Oil extended its gain from a six-year low in New York amid signs the U.S. may allow unfettered crude exports for the first time in 40 years.
West Texas Intermediate advanced as much as 2.2 percent, adding to Monday’s 1.9 percent gain amid a broader rally of European stocks and emerging market currencies. House Democrats are open to lifting the ban on U.S. crude exports, depending on what concessions they would get in exchange, a Democratic leadership aide said Monday. The nation’s inventories probably declined last week, according to a Bloomberg survey before data on Wednesday.
Oil is trading close to levels last seen during the global financial crisis after the Organization of Petroleum Exporting Countries effectively abandoned output limits as it sought to defend market share. Repealing the restrictions on shipping U.S. crude overseas could open new markets for the world’s largest oil and gas producer, buoying the price of domestic crude grades.
“There’s likely to be some positioning in front of the possible lifting of the ban,” said Olivier Jakob, managing director of consultants Petromatrix GmbH in Zug, Switzerland. “But we also need to consider that we are at multi-year lows” that may spark a recovery, he said.
U.S. Exports
WTI for January delivery rose as much as 80 cents to $37.11 a barrel on the New York Mercantile Exchange and was at $36.50 as of 12:37 p.m. London time. The gap between WTI and Brent — the North Sea grade used globally — shrank to as little as $1.48 a barrel, the least since Jan. 22. The U.S. benchmark slid below $35 a barrel Monday for the first time since February 2009. The volume of all futures traded Tuesday was about 44 percent above the 100-day average.
Brent for January settlement, which expires Wednesday, rose 49 cents to $38.41 a barrel on the London-based ICE Futures Europe exchange. The more active February contract climbed 55 cents to $38.71.
WTI has traded at a discount to Brent for most of the past five years as U.S. output surged as a result of the shale revolution and national oil inventories ballooned. The restriction on crude exports was established during the energy supply shortages of the 1970s. Repealing the ban would put U.S. crude on the same footing as refined products such as gasoline and diesel, which can be freely sold overseas.
OPEC Supply
Any removal of the U.S. export curbs won’t affect oil prices, OPEC Secretary-General Abdalla El-Badri said in New Delhi on Tuesday. Prices won’t continue at current depressed levels as global markets will ultimately rebalance, he said. Still, Nigeria’s Minister of State for Petroleum Resources Emmanuel Ibe Kachikwu said in Abuja on Monday that OPEC may need “a very urgent meeting” if oil prices aren’t recovering by February.
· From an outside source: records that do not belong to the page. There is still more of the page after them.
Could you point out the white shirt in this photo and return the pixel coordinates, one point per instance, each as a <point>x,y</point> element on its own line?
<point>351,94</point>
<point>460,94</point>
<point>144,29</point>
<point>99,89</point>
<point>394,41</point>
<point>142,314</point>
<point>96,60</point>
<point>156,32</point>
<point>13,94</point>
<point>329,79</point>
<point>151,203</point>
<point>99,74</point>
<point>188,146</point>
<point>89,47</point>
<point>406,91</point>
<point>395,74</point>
The group failed to agree to production limits at a Dec. 4 meeting, instead setting aside its quota of 30 million barrels a day until the next gathering in June. Members are showing “renewed determination” to maximize output, the International Energy Agency said in a report last week.
U.S. crude inventories probably decreased by 500,000 barrels in the week ended Dec. 11, according to the median estimate in a Bloomberg survey of nine analysts before Energy Information Administration data Wednesday. Stockpiles were at 485.9 million barrels through Dec. 4, more than 120 million above the five-year seasonal average.
WTI may fall into the high $20s if tanks used to store crude start to fill up before producers sufficiently curb output, Citigroup Inc. Managing Director Ed Morse said. Brent, the global marker, would need to decline to about $30.
“The quarter ahead looks a good deal more bearish than the quarter just ending,” Morse said in a report. “The already oversupplied market now faces the imminent return of Iranian barrels and onshore storage capacity constraints look set to be tested in the first half.”